The organization has attracted top clinicians and investigators to administer patient care and conduct research. On its website, the organization boasts that it "will be recognized as the most trusted source of cancer information worldwide."
But it's much more than a source for thorough cancer research. Those in the biotechnology industry keep a keen eye on the ASCO meeting.
That's because of the more than 600 medicines and vaccines developed through biotechnology and clinical trials, a large majority (254) deal with cancer treatments, according to the Pharmaceutical Research and Manufacturers of America.
Behind heart disease, cancer is the No.2 cause of U.S. deaths.

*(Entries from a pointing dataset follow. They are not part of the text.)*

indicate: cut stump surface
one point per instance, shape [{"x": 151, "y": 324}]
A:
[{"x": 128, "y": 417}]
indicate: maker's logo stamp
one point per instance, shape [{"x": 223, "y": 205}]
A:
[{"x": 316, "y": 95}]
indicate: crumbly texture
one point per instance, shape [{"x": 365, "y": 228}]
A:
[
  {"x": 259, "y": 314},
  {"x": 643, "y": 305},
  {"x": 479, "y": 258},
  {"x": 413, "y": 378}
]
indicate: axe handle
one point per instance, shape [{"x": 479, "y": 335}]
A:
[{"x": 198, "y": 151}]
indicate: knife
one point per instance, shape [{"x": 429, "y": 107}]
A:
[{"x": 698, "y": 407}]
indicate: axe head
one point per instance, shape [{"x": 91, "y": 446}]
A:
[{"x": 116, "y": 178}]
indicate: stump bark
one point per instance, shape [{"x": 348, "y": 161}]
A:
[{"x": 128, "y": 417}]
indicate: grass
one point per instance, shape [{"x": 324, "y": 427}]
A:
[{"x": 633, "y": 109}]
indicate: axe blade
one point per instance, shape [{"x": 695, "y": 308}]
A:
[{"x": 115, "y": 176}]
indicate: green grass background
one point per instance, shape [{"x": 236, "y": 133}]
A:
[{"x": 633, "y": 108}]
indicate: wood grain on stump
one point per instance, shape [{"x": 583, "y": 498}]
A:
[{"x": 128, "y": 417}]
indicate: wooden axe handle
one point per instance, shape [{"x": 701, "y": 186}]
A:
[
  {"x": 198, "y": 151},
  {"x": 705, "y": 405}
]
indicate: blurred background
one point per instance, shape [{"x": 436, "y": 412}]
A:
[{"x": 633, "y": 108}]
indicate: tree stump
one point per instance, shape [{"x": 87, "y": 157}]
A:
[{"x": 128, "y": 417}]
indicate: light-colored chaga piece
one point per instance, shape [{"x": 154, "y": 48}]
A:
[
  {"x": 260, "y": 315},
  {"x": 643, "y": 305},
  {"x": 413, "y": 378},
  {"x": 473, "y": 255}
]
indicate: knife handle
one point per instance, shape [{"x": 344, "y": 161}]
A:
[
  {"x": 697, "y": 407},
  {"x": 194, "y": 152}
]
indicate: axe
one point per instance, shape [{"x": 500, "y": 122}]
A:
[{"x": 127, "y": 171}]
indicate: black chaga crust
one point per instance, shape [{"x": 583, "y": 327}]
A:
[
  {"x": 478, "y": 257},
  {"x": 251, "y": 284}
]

The need for cancer treatments is high with an estimated 1.6 million new cancer cases to be diagnosed in 2012 while more than 577,000 Americans will die from it.
From an economic standpoint, cancer is expensive. The National Institutes of Health (NIH) estimates that the overall cancer costs of 2007 were $226.8 billion.
So for biotechnology companies focused on cancer drugs, this time of year is one that could bring a doubling or tripling of their stock price until the conclusion of the ASCO meeting.
That gain is what has been known as the ASCO Effect.